One of the most frequent questions we get on our SURGE Strength Dryland Programs is how to tailor dryland to match a swimmer’s best stroke in the pool. We hear repeatedly that coaches want a separate program for their breaststrokers, butterfliers, freestylers, and backstrokers. The truth is that’s not necessary. All 4 strokes are made up of the same underlying, fundamental movements. We train these movements in different ways during dryland than we do in the pool and therefore get the most out of our dryland training when we focus on them. This also allows us to keep groups together and coaches attention focused on giving individual feedback rather than running between 4 groups doing different workouts. Instead of splitting up dryland by stroke, let’s focus on the fundamental movements found in all four strokes:
Strong Catch
All strokes need a strong catch. You can train this on land through progressive upper-body strength training, which is divided into two types of upper-body exercises: pushes and pulls. You should be thinking about these movements being trained in two different directions. We perform these movements vertically (think pull-ups and shoulder presses), and horizontally (think push-ups and rows). Vertical movements specifically train the catch while horizontal movements address shoulder stability and posture.
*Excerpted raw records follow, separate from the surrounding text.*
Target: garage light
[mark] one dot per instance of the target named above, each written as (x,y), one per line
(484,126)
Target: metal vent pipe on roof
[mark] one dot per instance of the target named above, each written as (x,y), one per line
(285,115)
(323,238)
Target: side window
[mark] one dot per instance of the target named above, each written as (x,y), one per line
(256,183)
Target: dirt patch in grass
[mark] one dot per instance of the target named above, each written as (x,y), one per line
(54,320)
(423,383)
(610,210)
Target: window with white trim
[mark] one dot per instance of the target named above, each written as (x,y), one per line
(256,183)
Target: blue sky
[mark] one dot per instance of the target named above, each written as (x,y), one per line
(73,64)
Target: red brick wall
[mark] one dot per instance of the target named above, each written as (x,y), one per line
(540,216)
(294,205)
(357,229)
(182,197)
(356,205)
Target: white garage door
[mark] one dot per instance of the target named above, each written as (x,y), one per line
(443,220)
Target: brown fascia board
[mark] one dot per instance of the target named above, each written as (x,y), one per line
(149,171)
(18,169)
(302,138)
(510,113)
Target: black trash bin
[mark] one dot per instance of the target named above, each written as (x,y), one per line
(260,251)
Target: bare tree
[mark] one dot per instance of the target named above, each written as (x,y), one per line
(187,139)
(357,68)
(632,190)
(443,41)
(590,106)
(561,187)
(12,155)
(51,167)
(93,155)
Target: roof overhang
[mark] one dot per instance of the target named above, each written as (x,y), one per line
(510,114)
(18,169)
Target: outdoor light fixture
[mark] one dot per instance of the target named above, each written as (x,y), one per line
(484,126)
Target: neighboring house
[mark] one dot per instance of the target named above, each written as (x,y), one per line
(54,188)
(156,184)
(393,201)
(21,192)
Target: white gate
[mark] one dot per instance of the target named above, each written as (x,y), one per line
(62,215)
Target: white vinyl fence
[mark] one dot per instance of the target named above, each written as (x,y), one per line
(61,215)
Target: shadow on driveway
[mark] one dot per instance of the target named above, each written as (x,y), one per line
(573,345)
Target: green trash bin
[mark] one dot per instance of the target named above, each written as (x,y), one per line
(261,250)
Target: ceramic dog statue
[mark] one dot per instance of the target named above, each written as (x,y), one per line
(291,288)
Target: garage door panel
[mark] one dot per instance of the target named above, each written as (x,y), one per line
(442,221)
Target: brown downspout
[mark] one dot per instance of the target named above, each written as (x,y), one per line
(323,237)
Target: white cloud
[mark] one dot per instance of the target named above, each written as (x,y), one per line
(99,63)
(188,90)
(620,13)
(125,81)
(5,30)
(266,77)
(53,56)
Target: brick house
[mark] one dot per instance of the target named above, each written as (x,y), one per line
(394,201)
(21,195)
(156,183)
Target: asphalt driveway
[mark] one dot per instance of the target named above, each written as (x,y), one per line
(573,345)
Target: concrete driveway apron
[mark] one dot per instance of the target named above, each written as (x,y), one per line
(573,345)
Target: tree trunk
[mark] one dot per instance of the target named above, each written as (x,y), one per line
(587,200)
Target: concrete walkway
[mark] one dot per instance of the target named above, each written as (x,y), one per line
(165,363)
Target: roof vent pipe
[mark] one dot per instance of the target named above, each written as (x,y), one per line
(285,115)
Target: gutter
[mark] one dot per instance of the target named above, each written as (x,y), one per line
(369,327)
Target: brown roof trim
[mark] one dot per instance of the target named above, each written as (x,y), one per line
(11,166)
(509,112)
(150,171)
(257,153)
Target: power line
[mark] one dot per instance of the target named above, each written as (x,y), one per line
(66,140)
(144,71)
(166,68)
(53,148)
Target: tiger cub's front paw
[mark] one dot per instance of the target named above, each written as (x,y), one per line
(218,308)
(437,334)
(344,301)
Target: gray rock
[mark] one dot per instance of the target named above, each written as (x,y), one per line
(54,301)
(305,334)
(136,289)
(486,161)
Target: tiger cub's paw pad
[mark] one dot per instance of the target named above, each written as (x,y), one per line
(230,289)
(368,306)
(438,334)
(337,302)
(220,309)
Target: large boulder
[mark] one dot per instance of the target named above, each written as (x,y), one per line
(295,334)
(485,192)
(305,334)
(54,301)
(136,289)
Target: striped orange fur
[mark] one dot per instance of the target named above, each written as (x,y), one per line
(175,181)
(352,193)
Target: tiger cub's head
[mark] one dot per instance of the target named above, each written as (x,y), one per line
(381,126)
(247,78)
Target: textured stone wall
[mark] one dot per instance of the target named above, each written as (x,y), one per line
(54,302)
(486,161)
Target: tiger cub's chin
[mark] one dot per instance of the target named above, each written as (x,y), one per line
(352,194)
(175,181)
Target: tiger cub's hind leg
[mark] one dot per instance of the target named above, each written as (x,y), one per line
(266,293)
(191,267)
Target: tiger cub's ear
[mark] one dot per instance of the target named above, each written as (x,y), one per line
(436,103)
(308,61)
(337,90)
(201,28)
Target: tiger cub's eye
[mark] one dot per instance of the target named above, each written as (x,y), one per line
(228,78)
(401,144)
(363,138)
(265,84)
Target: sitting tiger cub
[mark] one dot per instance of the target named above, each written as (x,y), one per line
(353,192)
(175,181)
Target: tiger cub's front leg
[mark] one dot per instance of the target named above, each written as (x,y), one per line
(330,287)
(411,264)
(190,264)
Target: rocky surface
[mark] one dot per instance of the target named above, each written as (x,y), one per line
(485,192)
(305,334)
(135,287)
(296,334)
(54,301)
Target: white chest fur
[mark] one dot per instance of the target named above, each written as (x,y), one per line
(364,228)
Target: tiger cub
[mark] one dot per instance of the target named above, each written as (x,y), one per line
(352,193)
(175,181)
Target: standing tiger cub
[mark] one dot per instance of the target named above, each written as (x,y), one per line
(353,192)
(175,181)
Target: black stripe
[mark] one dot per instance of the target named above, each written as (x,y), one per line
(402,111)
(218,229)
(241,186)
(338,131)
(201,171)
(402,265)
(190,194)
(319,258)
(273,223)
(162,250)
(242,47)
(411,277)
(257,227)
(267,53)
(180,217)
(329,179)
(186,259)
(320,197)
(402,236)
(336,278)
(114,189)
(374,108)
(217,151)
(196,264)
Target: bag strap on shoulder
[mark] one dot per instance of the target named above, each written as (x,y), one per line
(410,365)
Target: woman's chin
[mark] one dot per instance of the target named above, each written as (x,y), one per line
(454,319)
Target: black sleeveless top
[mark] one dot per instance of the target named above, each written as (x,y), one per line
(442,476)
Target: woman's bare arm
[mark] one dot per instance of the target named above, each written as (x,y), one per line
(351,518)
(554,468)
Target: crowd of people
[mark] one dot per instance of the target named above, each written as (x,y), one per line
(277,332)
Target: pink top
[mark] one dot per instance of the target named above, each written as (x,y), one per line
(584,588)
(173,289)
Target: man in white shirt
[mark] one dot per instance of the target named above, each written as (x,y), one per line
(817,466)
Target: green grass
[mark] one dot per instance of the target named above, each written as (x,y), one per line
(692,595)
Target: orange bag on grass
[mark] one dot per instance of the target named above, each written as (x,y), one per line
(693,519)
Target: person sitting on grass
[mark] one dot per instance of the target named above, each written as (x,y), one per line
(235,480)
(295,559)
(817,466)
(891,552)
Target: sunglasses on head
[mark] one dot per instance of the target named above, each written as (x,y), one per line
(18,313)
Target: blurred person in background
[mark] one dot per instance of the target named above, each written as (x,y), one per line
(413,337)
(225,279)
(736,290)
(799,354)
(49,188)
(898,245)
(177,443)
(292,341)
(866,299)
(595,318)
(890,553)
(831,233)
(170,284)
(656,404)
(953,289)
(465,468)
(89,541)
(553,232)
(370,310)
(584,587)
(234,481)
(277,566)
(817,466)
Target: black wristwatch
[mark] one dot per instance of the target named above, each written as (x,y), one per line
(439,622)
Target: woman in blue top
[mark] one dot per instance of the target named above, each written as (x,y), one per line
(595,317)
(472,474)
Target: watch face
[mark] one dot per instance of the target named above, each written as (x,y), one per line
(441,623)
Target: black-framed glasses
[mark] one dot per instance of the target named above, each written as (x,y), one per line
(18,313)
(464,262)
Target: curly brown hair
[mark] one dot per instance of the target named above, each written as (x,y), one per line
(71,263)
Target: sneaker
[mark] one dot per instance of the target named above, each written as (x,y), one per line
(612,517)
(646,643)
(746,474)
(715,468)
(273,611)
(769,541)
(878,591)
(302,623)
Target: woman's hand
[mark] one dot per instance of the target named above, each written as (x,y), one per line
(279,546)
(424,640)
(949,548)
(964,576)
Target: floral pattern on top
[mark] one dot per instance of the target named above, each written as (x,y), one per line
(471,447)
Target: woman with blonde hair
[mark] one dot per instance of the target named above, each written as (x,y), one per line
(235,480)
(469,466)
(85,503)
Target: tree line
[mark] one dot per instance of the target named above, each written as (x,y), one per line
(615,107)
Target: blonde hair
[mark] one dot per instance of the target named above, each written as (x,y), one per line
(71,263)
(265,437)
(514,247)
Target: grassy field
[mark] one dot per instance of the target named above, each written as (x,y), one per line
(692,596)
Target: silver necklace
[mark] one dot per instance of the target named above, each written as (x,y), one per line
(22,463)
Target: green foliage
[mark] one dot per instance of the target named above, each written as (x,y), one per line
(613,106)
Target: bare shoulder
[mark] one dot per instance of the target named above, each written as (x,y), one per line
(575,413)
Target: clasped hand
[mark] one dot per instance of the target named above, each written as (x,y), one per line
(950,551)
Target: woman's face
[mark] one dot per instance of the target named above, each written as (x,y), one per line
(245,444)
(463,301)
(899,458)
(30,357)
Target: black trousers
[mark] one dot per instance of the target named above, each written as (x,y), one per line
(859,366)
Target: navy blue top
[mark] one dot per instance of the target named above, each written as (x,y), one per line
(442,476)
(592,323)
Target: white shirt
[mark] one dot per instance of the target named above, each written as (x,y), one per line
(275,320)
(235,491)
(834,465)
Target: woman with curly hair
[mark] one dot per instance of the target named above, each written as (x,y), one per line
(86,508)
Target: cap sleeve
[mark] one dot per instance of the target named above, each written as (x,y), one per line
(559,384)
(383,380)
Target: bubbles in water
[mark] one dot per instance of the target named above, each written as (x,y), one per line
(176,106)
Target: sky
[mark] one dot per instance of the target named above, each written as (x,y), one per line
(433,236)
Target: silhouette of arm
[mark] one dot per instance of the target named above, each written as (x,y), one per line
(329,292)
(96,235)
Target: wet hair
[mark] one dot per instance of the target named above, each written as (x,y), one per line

Both are crucial to performance in any stroke, but we oftentimes see programs missing the connection between vertical strength training and having a catch that can catapult a swimmer over their body in the water. If we only train the swimmer in the same plane (horizontally) as their specialty stroke, they are missing out on the benefits that come from other types of well-rounded training.
Shoulder Mobility
Swimming is an overhead sport. It requires adequate shoulder mobility. Without it, athletes are likely to get overworked and therefore injured. This is why shoulder mobility must be addressed across the entire team, regardless of stroke. Shoulder mobility exercises are technical in nature. Therefore, we recommend coaches to guide their swimmers through them with an emphasis on individualized coaching and safety of the athlete’s shoulders. If you split off into groups for dryland (based on stroke), you are setting up your session to be disorganized and hard to manage as a coach. More than that, you aren’t gaining much from splitting up your athletes – it’s like splitting hairs. For a simple, go-to shoulder mobility exercises perfect for your whole team.
Strong Kick
Do you find yourself waving your arms, yelling “kick” to your swimmers as they start to lose their legs mid-race? Kicks can make or break an entire swim career and acts as the motor behind every stroke. Dryland is critical to developing strength for the kick. The answer to training the kick on land is using gravity to our advantage. The best way to improve kick is by building strength and power through simple resistance training movements, like hinging and squatting. The hinge and squat are the most efficient way to accomplish this. No matter what stroke the athlete specializes in, they all require the athlete to hinge and squat. Think about the start position or each push off the wall. Basic, power, and strength exercises drive the hips forward in butterfly and breaststroke. They increase the athlete’s torque and rigidity in freestyle and backstroke. Work the lower body as a system. Then, the athlete will have better motor recruitment and coordination for their stroke and a powerful kick to drive them throughout their race.
Ankle Mobility
In order to properly train the lower body and maintain technique in the kick, every swimmer should address ankle mobility. The best swimmers get more out of their kick by pointing their foot and elongating their leg. Water creates a different resistance pattern to the foot than what humans typically experience on land. This makes the musculature around the ankle a key contributor to both the kicks and the push off the wall. Regardless of stroke, teams should prioritize ankle mobility drills in their dryland program.
What about Breaststroke?
Breaststroke can sometimes be considered an outlier among the 4 swim strokes. It looks very different than the other strokes. However, if you take a closer look, muscle-firing recruitment is actually not that different. The difference is in the movement pattern of the hip rotators. To accommodate for this, we can add in a few more lateral, or side-to-side movements. We can also implement more hip mobility. Watch below to see how we sprinkle in internal hip rotation drills for breaststrokers:
When we look at the fundamental, neuromuscular patterns of each stroke, they are essentially the same. Instead of working to separate swimmers based on their best stroke, address the prime movers of the upper and lower body. The swimmer will get faster when placed in the water, regardless of their specialty. The focus of dryland should be placed on building strength and power. It should not attempt to replicate movements performed in water. Swim practice is the place where the strokes become the bulk of your training. In dryland, we concentrate on the main components that exist in each stroke. There may be instances where training should be slightly altered to accommodate stroke, but most of the time, the focus should be on building an ideal swimmer’s body. This makes your swimmers more well-rounded athletes. It also simplifies programming for the coach. The best athletes make the best swimmers.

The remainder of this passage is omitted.